Ina zögerte keine Sekunde. Das war es, was sie wollte. Die Demütigung, die rohe, kompromisslose Dominanz. Sie kletterte in den Kofferraum, ihre Knie auf der kalten Gummimatte, und streckte ihm ihren Hintern entgegen, so wie sie es unzählige Male auf der Bühne getan hatte.

Hakan stand hinter ihr, sein gewaltiger, steifer Schwanz stieß gegen ihre Pobacken. Er packte ihre Hüften, zog sie noch ein Stück zurück und spreizte ihre Beine. Dann, ohne weiteres Vorspiel, drang er in sie ein.
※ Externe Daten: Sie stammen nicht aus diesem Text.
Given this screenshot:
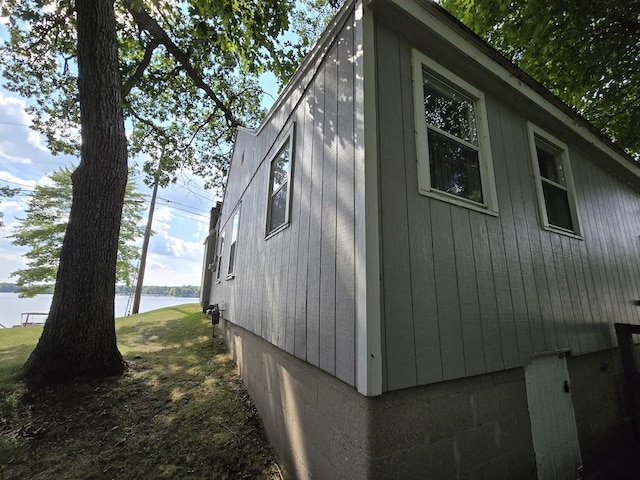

Ina schrie auf. Ihre Pussy war eng, aber unglaublich feucht und bereit. Er füllte sie komplett aus, dehnte sie bis an ihre Grenzen. Hakan war nicht zimperlich. Er begann sofort, sie zu ficken, hart und tief. Seine Stöße waren kraftvoll, fast brutal, angetrieben von sechs Monaten aufgestauter Frustration. Bei jedem Stoß klatschte sein Becken gegen ihren Hintern. *KLATSCH!* Seine flache Hand landete mit voller Wucht auf ihrer rechten Pobacke. Ina schrie erneut auf, eine Mischung aus **** und ekstatischer Lust. *KLATSCH!* Die linke Backe folgte. Ihr Arsch brannte, aber die Schläge schickten nur noch mehr geile, heiße Wellen durch ihren Körper.

"Du geile kleine Stripper-Schlampe", keuchte er ihr ins Ohr, während er unerbittlich in sie stieß. "Gefällt dir das? Gefällt es dir, wie ein richtiger Schwanz sich anfühlt?"

Ina konnte nur wimmern, ihr Verstand war ausgeschaltet, sie war nur noch ein Bündel aus reiner Empfindung. Sie spürte, wie sich sein Rhythmus änderte, wie seine Stöße noch tiefer, noch fordernder wurden. Sie wusste, dass er kurz davor war.

Doch kurz bevor er kam, zog er sich mit einem einzigen Ruck aus ihr heraus. Ina stöhnte enttäuscht auf.

"Noch nicht", knurrte er. Er zog sie aus dem Kofferraum, drehte sie herum und drückte sie mit dem Rücken gegen die kalte, nasse Seite des Autos. Er hob eines ihrer Beine an, hakte es über seinen Arm und drang erneut in sie ein, diesmal von vorne. Die neue Position war noch tiefer, noch intensiver. Er konnte ihr direkt in die Augen sehen, während er sie fickte.

"Schau mich an", befahl er. "Ich will sehen, wie dein Gesicht aussieht, wenn ich meinen Samen in dich hineinpumpe."

Er packte ihre Haare, zog ihren Kopf nach hinten und stieß die letzten, entscheidenden Male in sie. Ina sah in seine dunklen, von Lust wahnsinnigen Augen, als sie spürte, wie sein ganzer Körper sich anspannte. Mit einem tiefen, animalischen Stöhnen ergoss er seine heiße, dicke Ladung tief in sie. Welle für Welle füllte er sie, bis es aus ihr herauslief und an ihren Schenkeln hinabfloss.

Völlig erschöpft ließ er ihr Bein los und lehnte seine Stirn gegen ihre. Sie standen so da, mitten im Wald, ihre Körper zitterten, ihr Atem bildete Wolken in der kalten Nachtluft. Die Leere in Ina war gefüllt. Vorerst.